As Data Engineers we built an ETL out of Spotify API using Apache Airflow and performed analysis using PowerBI. The analysis mainly focused on user activity. We developed a python script that extracts data from user spotify account by using Spotipy API. Once the data is extracted we stored the data in SQL Server Management Studio (SSMS). We followed Snowflake Schema method to store the data. Then we connected the database engine to PowerBI, and developed dashboard in PowerBI for Analysis. At Last we performed scheduling using Apache Airflow. Our Project is a complete On-Premise solution.
We extracted data out of the Spotify API using this endpoint to get the 25 most recently played tracks. The result of calling this endpoint is a dictionary which we will then take and create multiple dataframes after cleaning it up a bit first.
We can connect to SSMS directly from Python using SQLalchemy library. Once the necessary libraries are installed we can connect to SSMS using Windows Authentication or using username and password. We used Windows authentication to connect SSMS, while connecting to SSMS we have to mention the user name and Database name. After a successful connection one can load the data directly from python to SSMS.
We followed Snowflake Schema approach to store the data in SSMS.
Initially we started the reporting phase with Tableau and we were able to generate worksheets with the data extracted. Then we switched to PowerBI as we were not able to display images dynamically from the ImageURL provided by Spotify. PowerBI was able to display the images once the data was selected. In PowerBI we used MS SQL connector to connect to the server and authenticate to the database. We created a simple dashboard which shows user details and information related to the users music taste.

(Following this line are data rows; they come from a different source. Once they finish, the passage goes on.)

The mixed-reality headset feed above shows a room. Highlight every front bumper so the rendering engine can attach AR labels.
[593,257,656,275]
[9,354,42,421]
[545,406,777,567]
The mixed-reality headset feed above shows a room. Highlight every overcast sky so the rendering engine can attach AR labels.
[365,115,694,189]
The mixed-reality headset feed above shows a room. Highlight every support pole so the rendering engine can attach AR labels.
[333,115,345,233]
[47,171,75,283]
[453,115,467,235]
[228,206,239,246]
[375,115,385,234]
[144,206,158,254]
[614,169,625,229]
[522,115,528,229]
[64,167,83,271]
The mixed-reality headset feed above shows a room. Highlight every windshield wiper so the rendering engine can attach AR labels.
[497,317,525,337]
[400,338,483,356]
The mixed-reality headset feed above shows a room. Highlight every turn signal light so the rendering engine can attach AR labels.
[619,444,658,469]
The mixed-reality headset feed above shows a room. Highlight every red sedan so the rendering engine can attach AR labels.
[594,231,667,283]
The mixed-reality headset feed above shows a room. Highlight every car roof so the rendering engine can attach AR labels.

We used Apache Airflow for Scheduling and Automation. Airflow is a workflow management tool for scheduling data engineering pipelines. We developed the scripts and created DAG file to schedule the developed ETL scripts to run automatically. We installed Airflow in the Windows Subsystem for Linux(Ubuntu) so that we can orchestrate and monitor the jobs.
Commands used in WSL:
pip3 install apache-airflow
Save the ETL python files and .py in $AIRFLOW_HOME/dags (/root/airflow/dags/).
airflow db init
airflow dags list
airflow tasks list spotify_dag
airflow scheduler
airflow webserver
- Database Normalization
- SQLalchemy Connection
- Apache Airflow Scheduling
- Object Oriented Programming
- Data Modelling
- Data Visualization
- Orchestration and Scheduling
- Pycharm
- PowerBI
- Apache Airflow
- SQL Server Management Studio
- Programming Language - Python
- Database Query Language - T-SQL
- Libraries Used - Pandas, SQLalchemy, urllib, Spotipy, Airflow, datetime
- Environment - Windows, Ubuntu
- Spotify won’t allow to pull data for multiple users because of their security reasons. They allow users to pull data for single user account.
- We started with Tableau then we used PowerBI because Tableau was not able to display Artist images directly from web URLs.
- The report will aim to display more insights about the user's taste for music.
- Machine Learning model will be applied on the data extracted to recommend tracks to the user based on the past history.